Perhaps it's only fitting that the black-and-white dogs of "101 Dalmatians" are helping introduce viewers to the concept, as ABC broadcasts the Disney classic in digital format Sunday night.
For now, very few shows will be shown in digital format.
To get the full effect, programs must be shot on digital cameras, broadcast in digital format and viewed on a digital television set.

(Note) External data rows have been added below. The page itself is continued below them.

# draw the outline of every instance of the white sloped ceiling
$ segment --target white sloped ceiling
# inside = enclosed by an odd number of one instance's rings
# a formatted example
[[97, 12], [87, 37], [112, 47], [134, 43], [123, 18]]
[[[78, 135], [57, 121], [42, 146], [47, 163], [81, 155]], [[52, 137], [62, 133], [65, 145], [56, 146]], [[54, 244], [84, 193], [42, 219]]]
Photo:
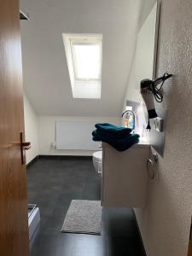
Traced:
[[[25, 91], [39, 115], [119, 116], [140, 0], [21, 0]], [[62, 33], [103, 35], [102, 99], [73, 99]]]

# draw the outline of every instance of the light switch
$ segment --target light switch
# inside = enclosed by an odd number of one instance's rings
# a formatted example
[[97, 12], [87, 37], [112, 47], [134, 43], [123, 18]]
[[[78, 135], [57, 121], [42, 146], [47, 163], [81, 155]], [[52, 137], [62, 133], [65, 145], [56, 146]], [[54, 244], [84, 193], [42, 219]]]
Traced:
[[155, 119], [155, 130], [159, 132], [163, 131], [163, 119], [157, 117]]

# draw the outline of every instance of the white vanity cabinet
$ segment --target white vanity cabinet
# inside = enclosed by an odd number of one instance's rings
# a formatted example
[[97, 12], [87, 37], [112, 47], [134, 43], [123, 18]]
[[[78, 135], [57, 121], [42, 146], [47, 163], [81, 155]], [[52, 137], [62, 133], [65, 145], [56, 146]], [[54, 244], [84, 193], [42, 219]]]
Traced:
[[119, 152], [102, 143], [102, 204], [142, 207], [148, 185], [146, 163], [149, 145], [139, 143]]

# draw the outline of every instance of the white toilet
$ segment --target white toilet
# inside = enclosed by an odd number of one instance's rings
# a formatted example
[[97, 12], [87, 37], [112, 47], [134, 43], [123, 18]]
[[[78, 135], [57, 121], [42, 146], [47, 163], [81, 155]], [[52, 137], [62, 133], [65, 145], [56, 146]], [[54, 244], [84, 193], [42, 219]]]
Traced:
[[101, 174], [102, 171], [102, 151], [93, 153], [93, 166], [96, 172]]

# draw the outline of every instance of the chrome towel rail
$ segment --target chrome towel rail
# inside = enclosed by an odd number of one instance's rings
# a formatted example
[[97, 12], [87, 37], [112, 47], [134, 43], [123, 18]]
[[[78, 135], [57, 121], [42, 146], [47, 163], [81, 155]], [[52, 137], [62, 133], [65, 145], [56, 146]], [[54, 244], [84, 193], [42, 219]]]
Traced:
[[[147, 172], [151, 179], [154, 178], [155, 166], [157, 162], [158, 162], [158, 154], [156, 153], [153, 154], [152, 158], [149, 158], [147, 160]], [[152, 168], [149, 168], [149, 165], [152, 166]]]

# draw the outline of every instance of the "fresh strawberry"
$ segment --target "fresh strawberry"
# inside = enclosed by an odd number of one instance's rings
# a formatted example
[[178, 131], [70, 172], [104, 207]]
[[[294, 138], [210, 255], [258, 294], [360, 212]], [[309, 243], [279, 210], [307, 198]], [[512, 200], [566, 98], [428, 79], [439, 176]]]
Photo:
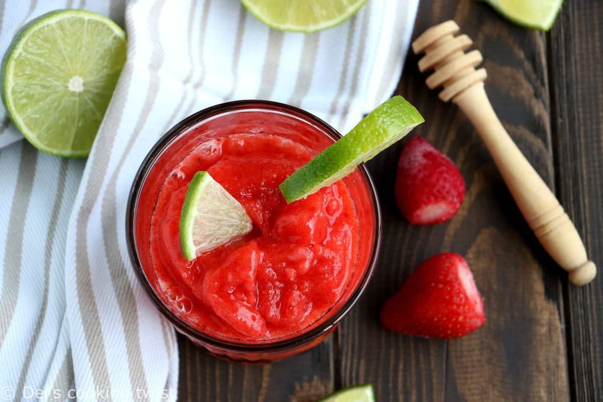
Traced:
[[465, 181], [452, 160], [429, 142], [414, 137], [400, 155], [396, 200], [414, 225], [446, 222], [461, 207]]
[[390, 298], [380, 316], [386, 328], [417, 336], [453, 338], [484, 325], [484, 304], [473, 275], [453, 253], [428, 259]]

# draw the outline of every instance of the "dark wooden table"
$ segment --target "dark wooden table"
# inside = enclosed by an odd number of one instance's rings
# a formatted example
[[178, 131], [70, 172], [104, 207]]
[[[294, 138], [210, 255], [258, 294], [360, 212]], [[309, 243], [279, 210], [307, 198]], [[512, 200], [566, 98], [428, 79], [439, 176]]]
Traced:
[[[402, 1], [402, 0], [400, 0]], [[453, 19], [484, 55], [486, 90], [509, 133], [558, 197], [603, 268], [603, 2], [567, 0], [550, 33], [529, 31], [473, 0], [423, 0], [414, 37]], [[230, 364], [180, 337], [182, 401], [314, 401], [364, 383], [378, 401], [603, 401], [603, 272], [578, 288], [522, 218], [485, 148], [451, 104], [429, 91], [409, 55], [396, 93], [425, 118], [414, 132], [452, 158], [467, 183], [461, 210], [408, 225], [394, 201], [402, 144], [371, 161], [384, 213], [380, 262], [335, 334], [300, 356]], [[387, 332], [387, 297], [422, 260], [465, 256], [487, 322], [454, 341]]]

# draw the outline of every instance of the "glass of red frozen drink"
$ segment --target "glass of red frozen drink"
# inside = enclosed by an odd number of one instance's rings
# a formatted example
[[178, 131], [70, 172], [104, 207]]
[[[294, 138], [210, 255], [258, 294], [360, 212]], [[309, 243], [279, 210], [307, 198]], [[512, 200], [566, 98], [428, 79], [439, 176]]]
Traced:
[[[180, 332], [223, 359], [261, 363], [335, 330], [374, 269], [374, 184], [364, 165], [288, 204], [279, 184], [339, 137], [300, 109], [241, 101], [195, 113], [153, 146], [132, 186], [127, 238], [142, 285]], [[240, 203], [253, 228], [189, 262], [178, 221], [200, 171]]]

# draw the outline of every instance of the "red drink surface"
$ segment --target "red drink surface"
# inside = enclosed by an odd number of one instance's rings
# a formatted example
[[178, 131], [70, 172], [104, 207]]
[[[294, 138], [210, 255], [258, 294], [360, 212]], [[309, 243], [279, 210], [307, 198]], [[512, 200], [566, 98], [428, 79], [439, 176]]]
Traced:
[[[171, 311], [207, 335], [256, 344], [306, 332], [345, 303], [375, 241], [366, 178], [356, 169], [288, 205], [278, 188], [333, 142], [308, 122], [254, 110], [218, 115], [164, 149], [140, 189], [135, 240], [147, 279]], [[178, 221], [198, 171], [241, 203], [253, 230], [189, 262]]]

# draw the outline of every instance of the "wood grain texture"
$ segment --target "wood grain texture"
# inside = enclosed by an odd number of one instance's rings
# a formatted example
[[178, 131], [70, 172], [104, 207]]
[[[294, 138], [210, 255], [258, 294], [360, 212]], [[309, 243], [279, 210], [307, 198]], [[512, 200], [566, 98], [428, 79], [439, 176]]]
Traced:
[[182, 335], [179, 401], [313, 402], [333, 392], [332, 337], [312, 350], [263, 365], [228, 363]]
[[[550, 34], [516, 27], [473, 0], [422, 0], [414, 36], [453, 19], [475, 42], [505, 129], [555, 190], [589, 255], [603, 263], [603, 4], [566, 2]], [[333, 336], [265, 366], [218, 360], [178, 338], [182, 401], [315, 401], [371, 383], [377, 400], [603, 401], [603, 279], [578, 289], [542, 249], [469, 121], [409, 55], [397, 93], [425, 117], [421, 135], [459, 166], [465, 201], [447, 224], [412, 227], [395, 204], [397, 144], [369, 163], [384, 212], [376, 273]], [[579, 61], [576, 61], [579, 60]], [[485, 325], [461, 339], [383, 330], [385, 299], [431, 256], [466, 257], [485, 297]], [[566, 338], [567, 336], [567, 338]], [[569, 358], [568, 358], [569, 357]]]
[[[505, 128], [552, 184], [546, 38], [471, 0], [421, 2], [414, 36], [455, 20], [484, 55], [486, 90]], [[470, 123], [429, 91], [409, 55], [397, 92], [423, 114], [413, 133], [459, 166], [467, 193], [446, 224], [412, 227], [393, 195], [398, 144], [369, 163], [384, 211], [381, 259], [359, 305], [338, 332], [344, 386], [371, 382], [379, 401], [563, 401], [569, 394], [562, 289], [557, 265], [522, 218]], [[384, 331], [376, 314], [412, 269], [441, 252], [464, 255], [485, 297], [487, 322], [449, 342]]]
[[[603, 263], [603, 3], [565, 2], [549, 35], [558, 196]], [[603, 275], [565, 289], [575, 401], [603, 401]]]

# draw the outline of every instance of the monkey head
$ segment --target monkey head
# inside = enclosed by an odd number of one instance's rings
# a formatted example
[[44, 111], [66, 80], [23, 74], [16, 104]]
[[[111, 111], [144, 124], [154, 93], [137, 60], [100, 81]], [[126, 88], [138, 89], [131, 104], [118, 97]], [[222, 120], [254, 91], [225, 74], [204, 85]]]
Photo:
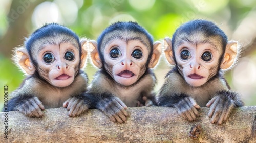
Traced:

Currently, a digital television set costs $5,000 to $7,000 and few people own one.
"It's truly a classic case of the chicken and the egg," said Gene Faulkner, engineering director of WSB-TV in Atlanta. "Producers don't want to produce this very expensive programming until there's a sufficient number of viewers, and viewers don't want to buy the TVs until the programming is there."
Digital TV offers more than just a higher quality picture, including everything from e-mail to video-conferencing.
"The idea is to try to take some of the technologies that have come out of the computer world, and the Internet world, but to make it very usable," said Bill Wall of Scientific Atlanta.
A set top box provides a transition for digital television, by boosting the quality of a regular television set, although not to the standard of a full digital system. About 50,000 set top boxes are now on the market.
The set top box can also be used to order specific movies or to perform other computer-like functions.
"It's going to be all about convenience, and how we use these new technologies and these new services to enhance our lives," said Ken Morse of PowerTV in Atlanta.